Store Role Key Tables / Buckets
PostgreSQL Structured operational data documents, document_intelligence, document_impact_records, document_company_mentions, global_events, macro_impact_records, exposure_profiles, competitive_signal_records, competitor_relationships, trend_windows, trend_history, trend_projections, recommendations, recommendation_evidence, risk_evaluations, orders, order_events, positions, portfolio_snapshots, trading_decisions, circuit_breaker_events, reserve_pool_ledger, risk_tier_history, broker_accounts, ingestion_runs, sources, companies, company_aliases, ai_agents, agent_variants, agent_performance_log, risk_configs, trading_reports
Redis Queues, dedup markers, rate limits, circuit breaker state, pipeline toggle stonks:queue:* (9 queues), stonks:dedupe:*, stonks:dedupe:trading:*, stonks:ratelimit:*, stonks:trading:circuit_breaker:*, stonks:trading:notification_rate:*, stonks:order_idempotency:*, stonks:lock:*, stonks:cache:*, stonks:retry:*, stonks:rec_dedup:*, stonks:pipeline:enabled, stonks:dlq:*
MinIO Object storage for raw artifacts, normalized text, and analytical Parquet files Raw artifacts bucket, normalized text bucket, parser output bucket, lakehouse bucket (partitioned Parquet: documents, extractions, market bars/quotes, orders, fills, positions, PnL, global events, macro impacts, trend projections, competitive signals, competitor relationships, recommendations)

External Integration Points

Integration Service Protocol Purpose
Polygon.io Ingestion (via PolygonNewsAdapter, PolygonMarketAdapter) HTTPS REST News articles, market bars, grouped daily data, intraday bars
SEC EDGAR Ingestion (via SECEdgarAdapter) HTTPS REST 10-K, 10-Q filings
Macro News Ingestion (via MacroNewsAdapter) HTTPS REST Geopolitical and economic event articles
Ollama / vLLM Extractor, Recommendation HTTP /api/generate LLM inference for document extraction (document-extractor agent), event classification (event-classifier agent), thesis rewriting (thesis-rewriter agent).

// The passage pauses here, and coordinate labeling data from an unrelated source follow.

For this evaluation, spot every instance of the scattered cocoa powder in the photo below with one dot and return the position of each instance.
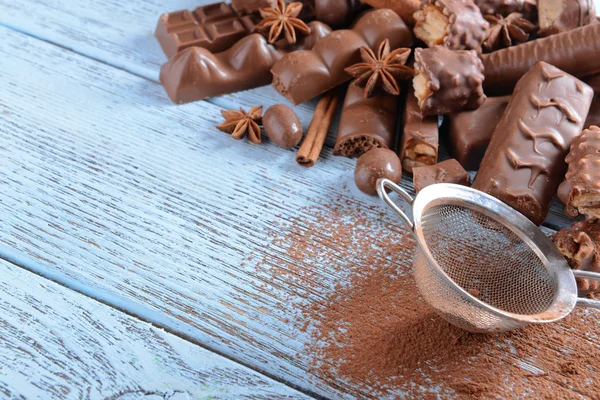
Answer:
(346, 270)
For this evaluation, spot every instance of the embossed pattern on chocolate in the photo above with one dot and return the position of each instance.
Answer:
(524, 162)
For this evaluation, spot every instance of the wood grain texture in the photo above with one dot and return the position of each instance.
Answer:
(57, 344)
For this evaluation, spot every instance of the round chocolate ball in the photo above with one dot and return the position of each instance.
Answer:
(282, 126)
(376, 164)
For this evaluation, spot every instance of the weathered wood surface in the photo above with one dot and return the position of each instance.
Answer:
(58, 344)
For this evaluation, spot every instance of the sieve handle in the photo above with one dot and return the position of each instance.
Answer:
(582, 301)
(383, 184)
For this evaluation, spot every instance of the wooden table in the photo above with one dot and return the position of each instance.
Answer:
(125, 220)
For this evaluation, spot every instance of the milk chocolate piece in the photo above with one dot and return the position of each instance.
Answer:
(469, 132)
(580, 244)
(216, 27)
(456, 24)
(577, 52)
(449, 171)
(524, 162)
(376, 164)
(420, 138)
(580, 191)
(366, 123)
(282, 126)
(303, 75)
(448, 80)
(556, 16)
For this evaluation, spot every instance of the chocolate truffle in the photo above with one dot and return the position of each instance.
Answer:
(376, 164)
(282, 126)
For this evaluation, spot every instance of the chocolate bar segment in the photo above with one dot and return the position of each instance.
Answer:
(449, 171)
(448, 80)
(580, 191)
(420, 139)
(456, 24)
(216, 27)
(469, 132)
(580, 244)
(576, 52)
(524, 163)
(556, 16)
(366, 123)
(303, 75)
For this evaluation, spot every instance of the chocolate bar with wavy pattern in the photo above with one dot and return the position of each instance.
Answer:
(525, 161)
(303, 75)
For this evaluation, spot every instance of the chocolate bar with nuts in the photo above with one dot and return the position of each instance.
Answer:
(456, 24)
(420, 139)
(576, 52)
(580, 244)
(524, 163)
(303, 75)
(366, 123)
(580, 191)
(449, 171)
(448, 80)
(469, 132)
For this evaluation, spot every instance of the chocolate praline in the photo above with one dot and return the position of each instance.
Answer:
(376, 164)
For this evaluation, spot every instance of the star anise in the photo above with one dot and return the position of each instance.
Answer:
(384, 69)
(505, 32)
(240, 123)
(284, 19)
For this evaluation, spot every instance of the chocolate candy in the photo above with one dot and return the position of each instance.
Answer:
(556, 16)
(420, 139)
(449, 171)
(216, 27)
(456, 24)
(282, 126)
(577, 52)
(469, 132)
(448, 81)
(580, 191)
(376, 164)
(366, 123)
(524, 162)
(580, 244)
(303, 75)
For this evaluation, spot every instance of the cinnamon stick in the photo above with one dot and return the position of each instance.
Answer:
(311, 147)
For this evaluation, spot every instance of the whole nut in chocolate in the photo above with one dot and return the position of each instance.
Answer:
(282, 126)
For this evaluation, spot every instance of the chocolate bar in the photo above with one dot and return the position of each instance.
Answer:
(580, 191)
(556, 16)
(216, 27)
(469, 132)
(420, 140)
(456, 24)
(448, 80)
(303, 75)
(524, 162)
(366, 123)
(580, 244)
(196, 73)
(449, 171)
(576, 52)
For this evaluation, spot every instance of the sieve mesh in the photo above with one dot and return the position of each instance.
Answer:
(486, 259)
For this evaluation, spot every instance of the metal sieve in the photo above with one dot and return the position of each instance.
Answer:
(482, 265)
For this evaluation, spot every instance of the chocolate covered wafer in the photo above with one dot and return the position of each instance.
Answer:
(576, 52)
(303, 75)
(448, 80)
(420, 137)
(524, 163)
(469, 132)
(366, 123)
(580, 191)
(456, 24)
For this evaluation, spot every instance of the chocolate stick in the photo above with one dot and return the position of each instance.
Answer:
(311, 147)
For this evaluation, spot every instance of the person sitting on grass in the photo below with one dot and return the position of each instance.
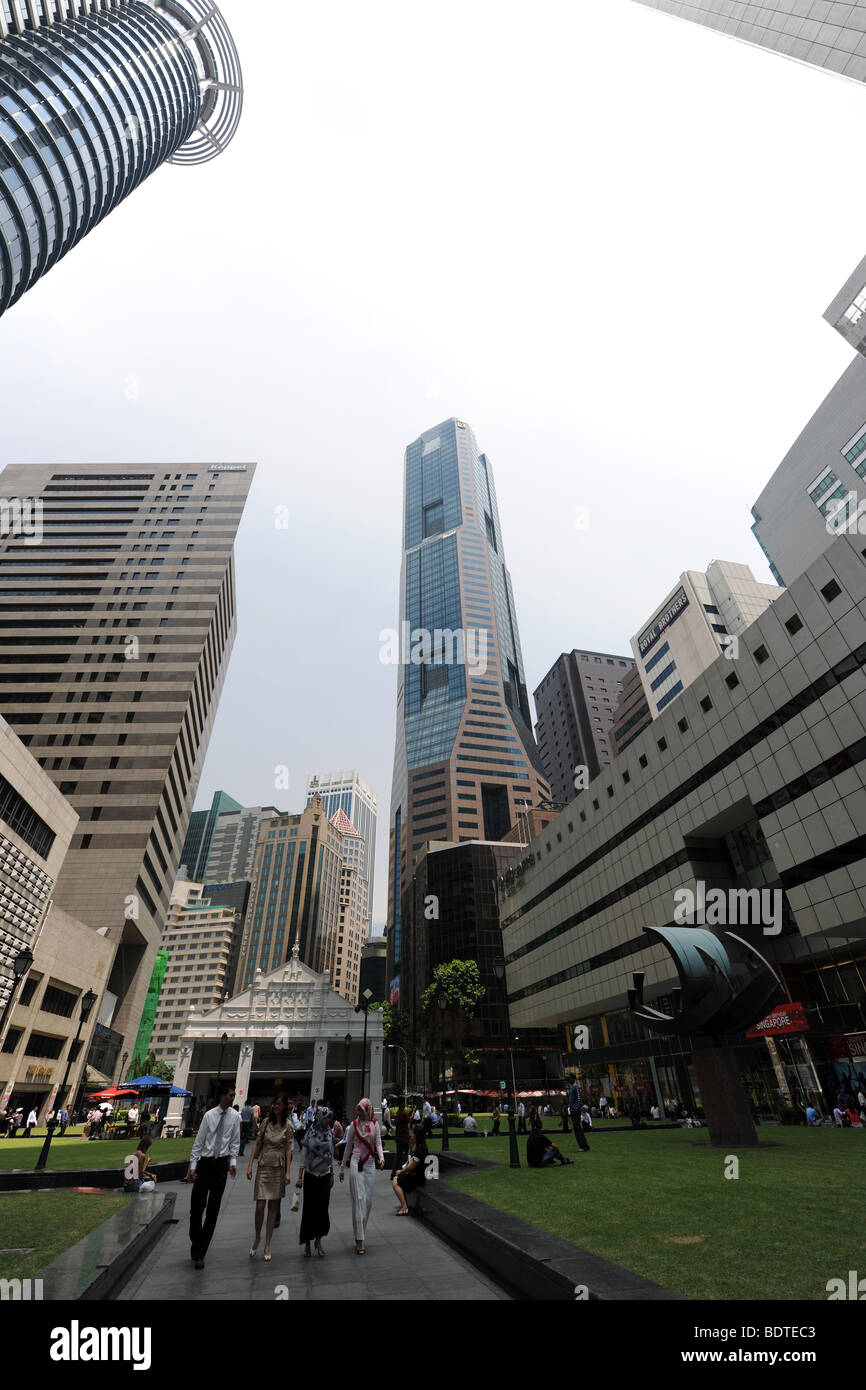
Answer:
(541, 1151)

Model and variant selected via AgentConfigResolver with 60s TTL cache.
Alpaca Broker Adapter HTTPS REST Paper/live trading: order submission, position sync, account state, order status polling
AWS SNS Trading Engine (notifications) boto3 SDK SMS alerts for circuit breaker trips, order fills, stop-loss triggers
Gmail Trading Engine (notifications) SMTP (port 587 STARTTLS) Email alerts for trading events
Trino Query API, Superset HTTP SQL queries over lakehouse Parquet files via Hive Metastore

Pipeline Toggle

The pipeline can be paused globally via the Redis key stonks:pipeline:enabled. When set to "0", all queue workers (ingestion, parser, extractor, aggregation, recommendation, broker adapter, lake publisher) enter a sleep loop and stop processing jobs. The scheduler also skips scheduling cycles when the toggle is off. The toggle can be set via the Query API's pipeline control endpoints.

Setting PIPELINE_DEFAULT_OFF=true on the scheduler initializes the toggle to OFF on first boot, useful for staged deployments where you want to verify infrastructure before enabling the pipeline.